A Fast Muti-processing BERT_Inference System
代码地址https://github.com/qsyao/cudaBERT 走过路过star一个哈
- BERT Encoder Backend is implemented by CUDA and has been optimized (Using Kernel Fusion etc)
- Frontend is implemented by python, for pruning useless sequence length at the end of string.(disabled by mask)
- Tokenlizer and additional layer for BERT_Encoder is implemented by Pytorch, users can define their own additional layers.
4x Faster than Pytorch:
10W lines DataSet on GTX 1080TI (Large model, Seq_length = 200)
pytorch | CUDA_BERT |
---|---|
2201ms | 506ms |
Constraints
- Nvidia GPUS && nvidia-drivers
- CUDA 9.0
- Cmake > 3.0
- Weights of BERT must be named Correctly (Correct name in name.txt), also correct_name.npy can be generate by checkpoints from tf_bert and torch_bert
How to Use
Step 1
Make libcudaBERT.so
- Go to $(Project)/cuda_bert/cuda_bert
- cmake . && make -j8
Step 2
-
Prepare vocab.txt(tokenlizer needed) in ${Project}/model_dir (or input manually)
-
Prepare checkpoints and bert_config_file from tensorflow or pytorch in ${Project}/model_dir (or input manually)
-
Prepare weights and bias in ${Project}/model_npy
python convert_pytorch_model_to_npys.py --bert_config_file model_dir/bert_config.json --init_checkpoint model_dir/pytorch_model_v5.bin --output_dir model_npy
(or convert_tf_ckpt_to_npys.py )
Step 3
Define your own functions:
- Custom finetune layer: In apps/finetune.py , take output numpy.array from bert : [batchsize, hidden_size]
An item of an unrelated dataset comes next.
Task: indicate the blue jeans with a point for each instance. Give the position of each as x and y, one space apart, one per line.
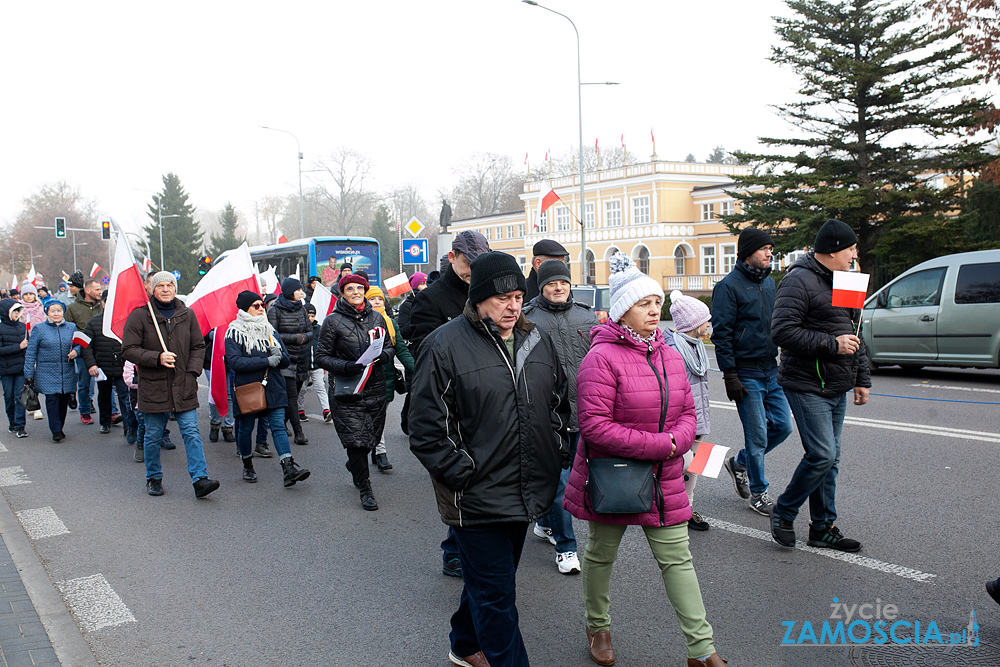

class torch_classify(nn.Module):
def __init__(self, num_classes, hidden_size):
super(torch_classify, self).__init__()
self.linear = nn.Linear(hidden_size, num_classes)
self.softmax = nn.Softmax(-1)
def forward(self, pooler_out):
return self.softmax(self.linear(pooler_out))
- Your own Tokenlizer functions(define in tokenlizer.py) to process lines of your own input_file to a tuple(Noted in tokenlizer.py), Prepare line_index, line_data(raw string), segment_id, input_id and mask.
def tokenlizer_line(max_seq_length, line, index):
pass
return (id_line,
line_raw_data,
input_ids,
input_mask,
segment_ids)
- Your funcitons to write line to output_file(defined in example.py), it takes the raw_line and your output_string as input and returns a string.
def output_line(line_data, output):
'''
define by Users to write results to output
line_data (string): what user use for raw line
output (string): computation results of bert + custom_layer
'''
return line_data + '\t' + str(output)
Step 4
New class engine , config and set cuda_model, custom_layer, preproecess_function, output_line and config of engine(Noted in config.py) in example.py
The defalt value and meaning of configs are set at config.py.
from cuda_bert.engine import Engine
from cuda_bert.cuda_model import Cuda_BERT
if __name__ == "__main__":
'''Set Config'''
config = Engin_Config()
config.batchsize = 128
config.model_npy_pth = args.model_npy_pth
runtime = Engine(config)
runtime.set_cuda_model(Cuda_BERT)
runtime.set_finetune_layer(Finetune_Layer)
runtime.set_tokenlizer_function(tokenlizer_line)
runtime.set_output_function(output_line)
runtime.run(args.input_file, args.output_file)
Run example.py and Input your GPU_ID by --gpu 0 1 2 3
Example
After Step 1 and Step2, we release an example to process ./apps/data/example.tsv to ./apps/data/example.tsv. (Step 3 is set to deal with input file)
The additional layer is Linear + Softmax
cd apps
python example.py --input_file ./data/small_v6_label_data.tsv --output_file ./data/test.tsv --gpu 0
Name.txt
Described in name.txt, and names can't be diffence from names in Name.txt;
Names of other layers are like layer_0
Retraining
We release a branch for retraining (by cuda),but it is hard to use for real dataset. This is more about testing code run time. Our retraining code run 30% faster than pytorch and tensorflow.